Some patients with acne respond unexpectedly slowly and incompletely to Roaccutane. The reasons are thought to be:
- Large comedones ("macrocomedones")
- Secondary infection with Staphylococcus aureus
- Unknown factors
Options available to slow responders include:
- Cautery or diathermy of comedones
- Prolonged course of Roaccutane
- Additional treatment with oral antibiotics
Treatment of relapses
At least fifty per cent of patients with acne are lucky enough to have a permanent cure after a single course of Roaccutane. Unfortunately, in some patients, acne recurs few months to a few years after the medication has been discontinued.

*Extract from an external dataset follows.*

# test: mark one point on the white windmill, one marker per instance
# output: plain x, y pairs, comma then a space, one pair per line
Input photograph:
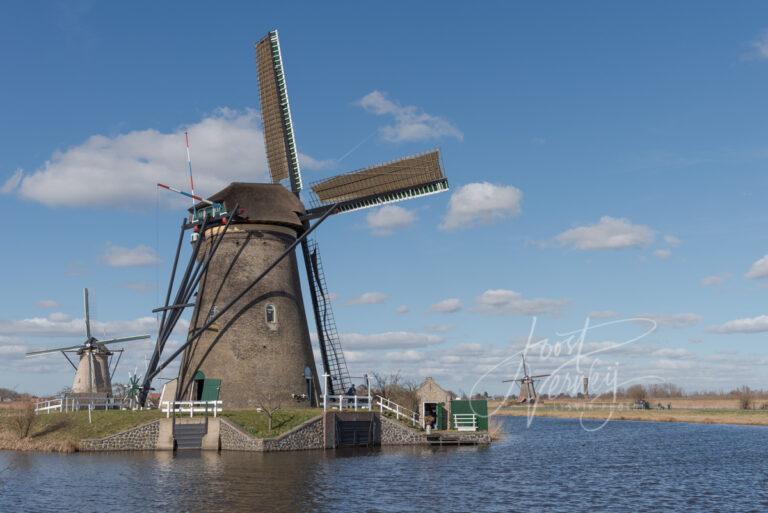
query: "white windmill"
92, 374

If indicated, these patients may receive one or more further courses of Roaccutane. This may be at a similar dose and duration as before, or it may differ from previously.
A small number of people with particularly troublesome skin conditions require long term treatment with Roaccutane. With the exception of patients with skin cancers due to immunosuppressive medications eg organ transplant patients (who required 0.5 to 1mg/kg/day), generally only a small dose is required, such as 20 mg twice weekly. Another regime is to take 0.5 -1 mg/kg/day for one week out of every four weeks for a minimum of six monthly cycles. These regimes may be used for patients with:
- Persistent acne (all types)
- Severe seborrhoea
- Scalp folliculitis
Besides the worry about pregnancy in treated women, the main concern with long term treatment is that Roaccutane may have effects on the bones. Diffuse interstitial skeletal hyperostosis ("DISH"), a normal and common ageing process may be accelerated in those taking excessive doses of Roaccutane for long periods. The result can be seen on X-rays of the affected bones and includes spurs on the heel, knee, and spine. DISH may result in aching discomfort, which does not necessarily resolve when Roaccutane is discontinued.